By | Published on Friday 24 March 2023

Jimi Hendrix

Sony Music again this week argued that a copyright dispute with former members of the Jimi Hendrix Experience should be pursued in the courts in New York not London.

Lawsuits have been filed on both sides of the Atlantic, but – Sony’s legal rep said – the US case should be prioritised, because the outcome in that will “save time, money and resources” when it comes to the UK litigation.

This dispute is between Sony Music and the Jimi Hendrix estate on one side, and UK-based companies representing the estates of the other two members of the Jimi Hendrix Experience band – Noel Redding and Mitch Mitchell – on the other.

The latter claim they control rights in relation to the Experience catalogue which are being infringed by the Hendrix estate and its music distribution partner, which is Sony Music.

The Hendrix estate counters that, after Hendrix’s death in 1970, both Redding and Mitchell signed agreements via which they basically gave up any copyright or royalty claims in relation to recordings made by the Jimi Hendrix Experience in return for “significant monetary consideration”.

Neither Redding nor Mitchell ever subsequently raised any issues with those agreements while they were still alive.

But the Redding and Mitchell companies argue that the 1970s agreements didn’t actually see the two musicians assign any rights and only related to revenues generated by the recordings at that time, which obviously didn’t include any digital income.
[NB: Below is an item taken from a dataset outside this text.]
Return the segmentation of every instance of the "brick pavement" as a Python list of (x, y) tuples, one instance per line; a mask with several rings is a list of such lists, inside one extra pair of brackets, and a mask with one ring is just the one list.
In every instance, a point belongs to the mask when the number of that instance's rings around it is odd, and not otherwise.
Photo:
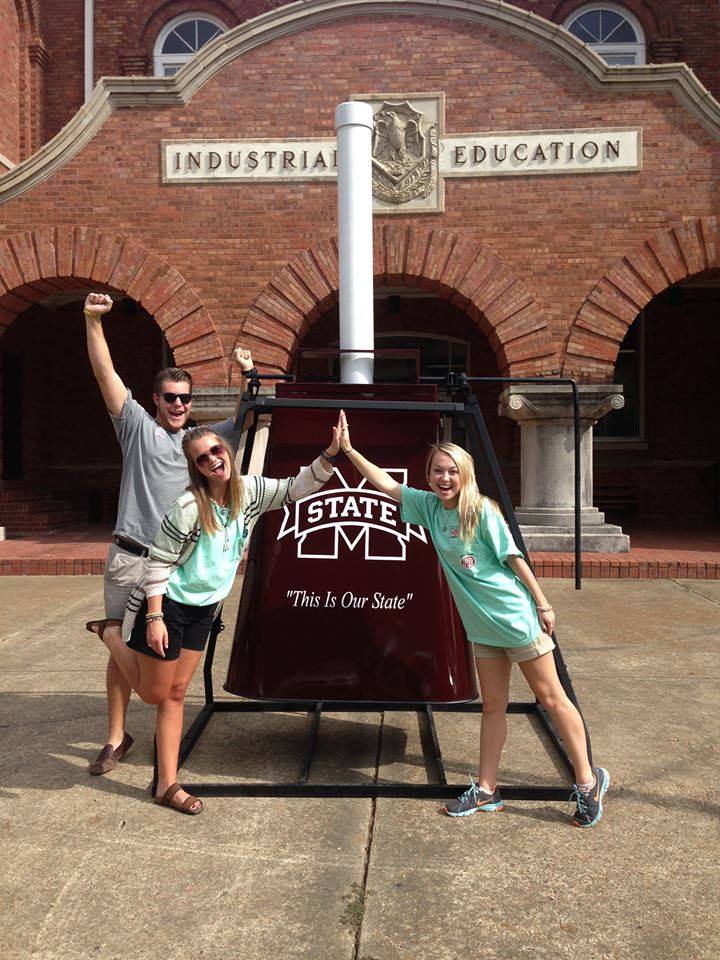
[[(0, 542), (0, 576), (101, 574), (109, 527), (92, 525)], [(720, 528), (630, 531), (629, 553), (586, 553), (583, 577), (720, 580)], [(539, 577), (575, 576), (572, 553), (534, 553)]]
Anticipating that the Redding and Mitchell companies were prepping legal action in the UK, the Hendrix estate and Sony Music filed legal action in New York seeking court confirmation that the 1970s agreements were still in force. The Redding and Mitchell companies then subsequently filed their own lawsuit with the courts in London.

Sony wants the UK case stayed pending the outcome of the US case. The Redding and Mitchell companies say that a legal battle involving British musicians enforcing rights under British copyright law shouldn’t have to wait for a US court to go through the motions.

But Sony and the Hendrix estate say that the dispute here is really about the 1970s contracts, which were signed under American law.

The major also contends that insisting that the UK litigation should advance without obtaining a clear understanding from US courts about the implications of the 1970s contracts within the context of the modern music industry – while concurrently attempting to apply UK and European copyright laws to agreements under US jurisdiction – is neither efficient nor fair.

In the latest court hearing to consider those respective arguments, Sony Music’s legal rep Robert Howe said – according to Law360 – “this is a case where the New York court should be given due deference to proceed with and try the issue about the meaning and effect of the [1970s agreements]”.

“You will have a definitive ruling on what rights the estates have, and that will save time, money and resources here”, he added. “It is throwing sand into the eyes of the court to say that the releases must accept concepts of consent from EU law”.

Meanwhile, the legal rep for the Redding and Mitchell companies, Simon Malynicz, again stressed that digital exploitation of the Hendrix recordings was out of the scope of those old contracts, while adding: “There’s something unattractive about the New York court deciding the copyright claim of citizens of the UK purely because of the convenience of the US parties”.

Judge Edwin Johnson is expected to rule on whether or not the UK case should be stayed by late April.